I have always been a fan of NIN, but not enough of one to check the website
and keep up with tours and stuff. I'd occassionally catch a show and generally
found out about new albums through my friends.

Then one of my friends pointed me to the Ghosts release, which I could buy
online, DRM-free, for $5. I thought this was the greatest thing, so of course
I bought it.

Then I started getting emails from Trent whenever they released something new
or posted new tour dates. The emails were decidedly uncommercial... just plain
text, as if he was emailing a group of friends. It's easy to dismiss other
weekly emails ( _ahem_ Amazon and Borders) because of all the fancy graphics
and marketing, but the NIN emails were both infrequent, personal, and very
relevant.

So far, these emails have led me to buy The Slip, Niggy Tardust, the new
Street Sweeper Social Club album, and attend two concerts.
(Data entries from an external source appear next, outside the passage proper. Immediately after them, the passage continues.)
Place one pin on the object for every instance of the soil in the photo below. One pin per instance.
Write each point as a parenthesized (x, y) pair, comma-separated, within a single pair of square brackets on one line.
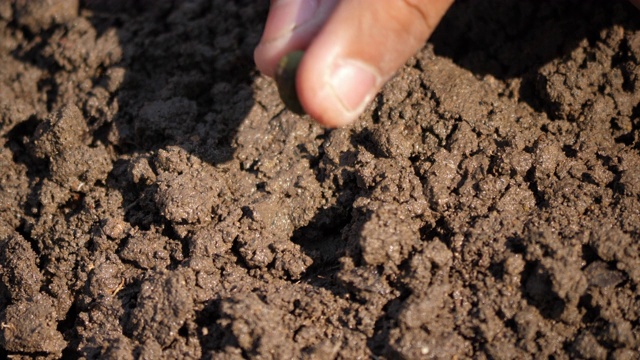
[(158, 201)]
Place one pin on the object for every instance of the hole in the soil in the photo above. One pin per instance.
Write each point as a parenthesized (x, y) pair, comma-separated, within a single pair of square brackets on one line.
[(536, 284)]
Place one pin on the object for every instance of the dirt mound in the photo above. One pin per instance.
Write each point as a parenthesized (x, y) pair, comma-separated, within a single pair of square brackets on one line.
[(158, 201)]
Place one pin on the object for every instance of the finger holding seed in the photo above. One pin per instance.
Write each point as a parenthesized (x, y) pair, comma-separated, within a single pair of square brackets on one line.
[(286, 80), (351, 48)]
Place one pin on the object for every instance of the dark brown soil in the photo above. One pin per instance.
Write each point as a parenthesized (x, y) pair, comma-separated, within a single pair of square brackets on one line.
[(157, 201)]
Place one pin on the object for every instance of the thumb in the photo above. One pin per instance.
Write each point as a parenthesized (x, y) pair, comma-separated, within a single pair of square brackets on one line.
[(359, 48)]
I'm definitely more
involved as a fan, and love being told when things are happening, rather than
having to follow the band's website.

I think the trick is not to overdo it. I think most people look at marketing
as an activity that has to be constant... a daily/weekly barrage of offers,
deals, and news. That's a quick way to get me to unsubscribe. But when I get
an email every couple months from Trent telling me a new album is up for $5
(or more if you want signatures and stuff), or new tour dates are posted, I'm
glad to know.

------
jasonlbaptiste
" The role of an independent musician these days requires a mastery of first
hand use of these tools. If you don't get it - find someone who does to do
this for you."

Opportunity to be had being the "someone" who does this for artists?

------
trezor
Easily summed up as the the opposite of what the rest of the music industry is
doing with an emphasis on being realistic all the way.

I'm still wondering how much more time it will take before the realize they
are on the wrong track and reverses on their actions and listens to their
actual customers.